Le mercredi 8 Juillet 2015, Patrick Carribault, Ingénieur-Chercheur au CEA, soutiendra son Habilitation à Diriger des Recherches intitulé Compiler/Runtime Cooperation for High-Performance Multi-Paradigm Parallelism.
Cette soutenance aura lieu à l’Université de Versailles-Saint-Quentin-en-Yvelins, Campus de Versailles (45 avenue des états-unis, 78035 Versailles Cedex), Bâtiment Descartes, Amphi B, à 14h.
Vous trouverez ci-dessous le résumé de ses travaux.
The current evolution of high-end hardware architecture leads to interesting problems for computer-science research and industry. Since 2010, supercomputers reached the Petaflops threshold allowing a program to run at the speed of 10^15 floating-point operations per second. But during the last five years, various computer-architecture designs arose to prepare the next generation of clusters.
Indeed, the Exascale era (10^18 floating-point operations per second) is predicted to appear by the end of this decade or, at least, early after the 2020 horizon. Even if this goal is still years away, the time to prepare both the hardware and software environment is really short, especially if we take into account the effort to update the scientific applications accordingly and the time to train their developers. With this target in mind, this presentation discusses the research I conducted during the last 7 years about the possible evolutions for the software stack (compilers and runtime systems) aiming the Exascale target.
Based on the shift of hardware architecture (large number of cores and processing units, low amount of memory per core…), one way for scientific applications to reach the Exascale milestone is to extend the parallelism from MPI to MPI+X. For this purpose, the whole software environment should evolve too.

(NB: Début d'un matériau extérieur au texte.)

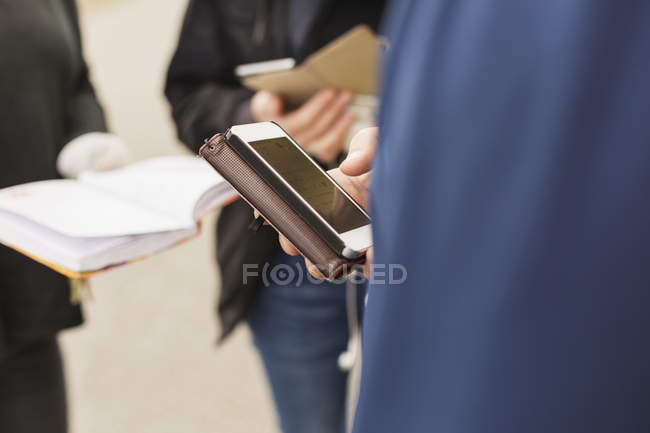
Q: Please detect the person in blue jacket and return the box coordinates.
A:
[280,0,650,433]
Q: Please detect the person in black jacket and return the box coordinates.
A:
[0,0,124,433]
[165,0,383,433]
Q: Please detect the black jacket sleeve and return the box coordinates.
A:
[64,0,106,143]
[165,0,253,151]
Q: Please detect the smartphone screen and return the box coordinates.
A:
[249,137,370,233]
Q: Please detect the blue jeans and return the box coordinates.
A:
[248,252,365,433]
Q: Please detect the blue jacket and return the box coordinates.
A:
[355,0,650,433]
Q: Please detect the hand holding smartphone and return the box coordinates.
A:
[199,122,372,279]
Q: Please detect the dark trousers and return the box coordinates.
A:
[0,336,68,433]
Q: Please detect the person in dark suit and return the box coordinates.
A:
[165,0,383,433]
[278,0,650,433]
[0,0,125,433]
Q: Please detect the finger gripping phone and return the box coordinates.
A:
[199,122,372,279]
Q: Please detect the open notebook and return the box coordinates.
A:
[0,156,236,277]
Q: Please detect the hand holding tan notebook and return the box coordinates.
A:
[242,25,381,106]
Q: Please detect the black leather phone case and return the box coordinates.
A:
[199,134,365,280]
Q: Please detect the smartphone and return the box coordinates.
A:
[226,122,372,260]
[235,57,296,78]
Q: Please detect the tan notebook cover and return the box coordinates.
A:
[242,25,381,105]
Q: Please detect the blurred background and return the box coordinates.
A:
[61,0,277,433]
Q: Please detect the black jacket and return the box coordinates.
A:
[165,0,384,338]
[0,0,106,358]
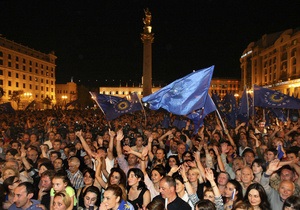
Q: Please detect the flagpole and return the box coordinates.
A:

Indeed, the underlying runtime systems of each programming model have to be aware of each other to deal with resource allocation (cores and different memories). Because mixing parallel programming can be a tough trial, the whole toolchain should help this transition from the compiler to the runtime. This presentation brings together our research on these challenges and makes the following contributions: (i) design of a unified MPI+OpenMP runtime lowering the overhead and exposing additional features e.g., taxonomy for thread placement, (ii) resource management for both cores and memory tested on different architectures (CPUs and GPGPUs), and (iii) compiler support for parallel programming models including interaction with the runtime systems for data placement and debugging tools for various parallel paradigms.